Placental Abruption 

Preeclampsia during pregnancy elevates the risk of placental abruption, a serious complication in which the placenta detaches from the uterine wall prior to delivery. A severely abnormal separation can lead to dangerous maternal haemorrhage, posing potentially fatal threats to both the mother and foetus. Prompt diagnosis of abruption is critical to expedite emergency delivery and initiate resuscitative care when needed. 

HELLP Syndrome Haemolysis – Elevated Liver Enzymes and Low Platelet Count  

HELLP syndrome is a severe form of preeclampsia involving multiple organ dysfunction.  By disrupting several organ systems, HELLP syndrome puts the mother and baby at grave risk of serious complications or mortality. Mothers with a history of HELLP syndrome are also susceptible to lasting health problems. Prompt diagnosis and intensive management of HELLP syndrome are essential to avoid adverse outcomes in affected pregnancies.  

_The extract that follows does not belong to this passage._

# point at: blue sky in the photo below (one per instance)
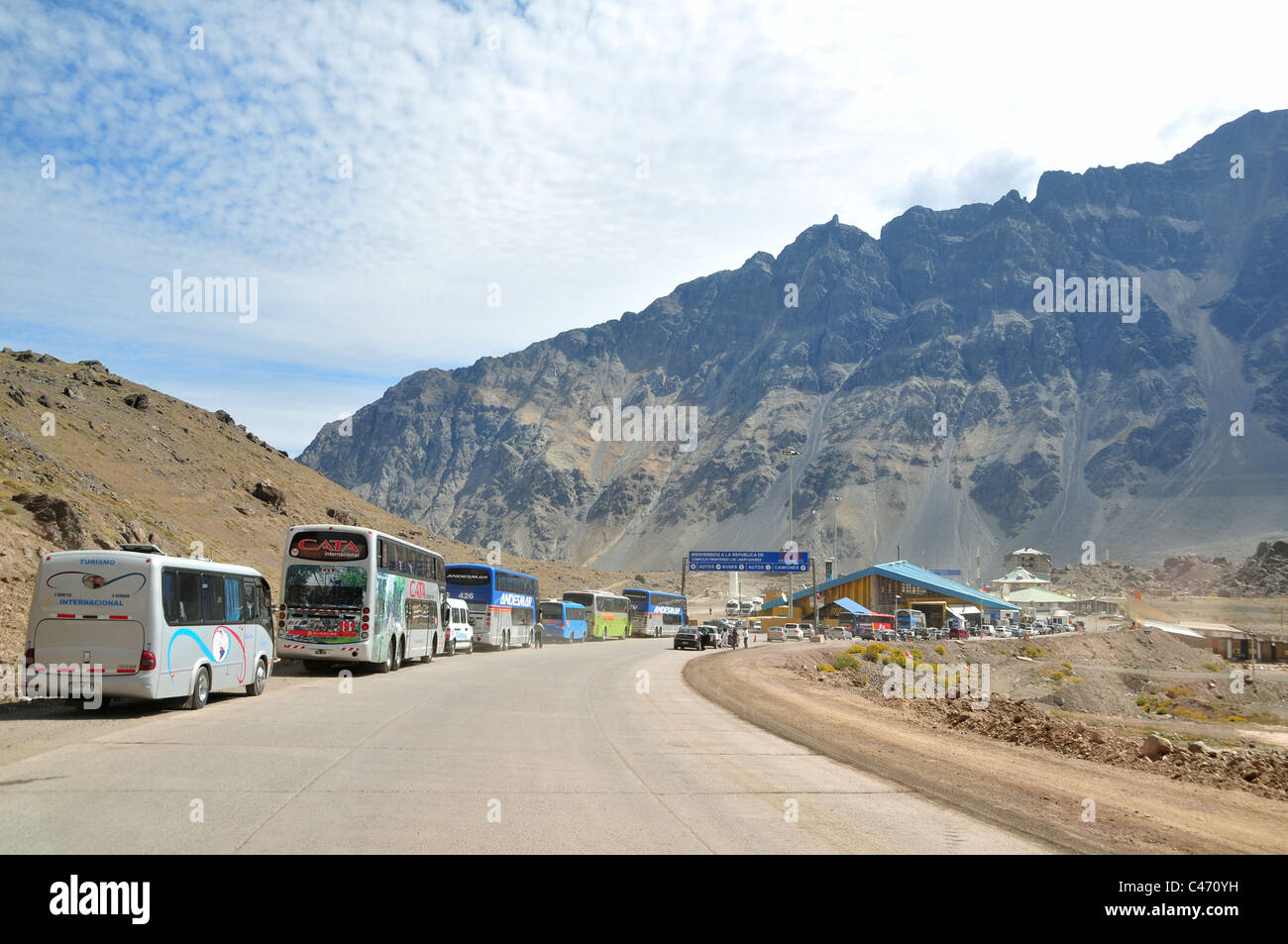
(579, 158)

Eclampsia refers to the new onset of seizures or coma in the setting of preeclampsia, representing a progression to a more severe, life-threatening stage. Sudden onset eclampsia without antecedent signs of preeclampsia can occur but is more difficult to predict or prevent. The unpredictability and rapid deterioration underscore the need for vigilance and prompt response to neurological symptoms in patients with preeclampsia to avoid foetal complications of eclampsia.  

Cardiovascular Disease 

Preeclampsia predisposes women to higher lifetime cardiovascular risk, including heart disease and blood vessel disorders. This susceptibility is further elevated for those with recurrent preeclampsia across pregnancies or those whose preeclampsia results in preterm delivery. 

Management and Prevention 

For women who develop preeclampsia close to full term (37+ weeks gestation), delivery is often recommended as treatment, whether by induction of labour or caesarean if indicated. Medications may be prescribed pre-delivery to promote foetal lung maturity. In some cases, the risks of expectant management outweigh the benefits of further pregnancy prolongation.  

Earlier in pregnancy, the priority is closely monitoring maternal-foetal health to optimize the chance of safely continuing the pregnancy, allowing more time for foetal development. This entails more frequent prenatal visits for blood pressure checks, blood tests, urinalysis, and ultrasounds. If preeclampsia is severe, hospitalization for observation may be required. Regardless of gestational timing, worsening preeclampsia necessitates delivery even if premature, as the maternal-foetal risks need intervention. Rest, it is important that expecting mothers should discuss managing preexisting conditions that may increase the risk of preeclampsia with their healthcare professional.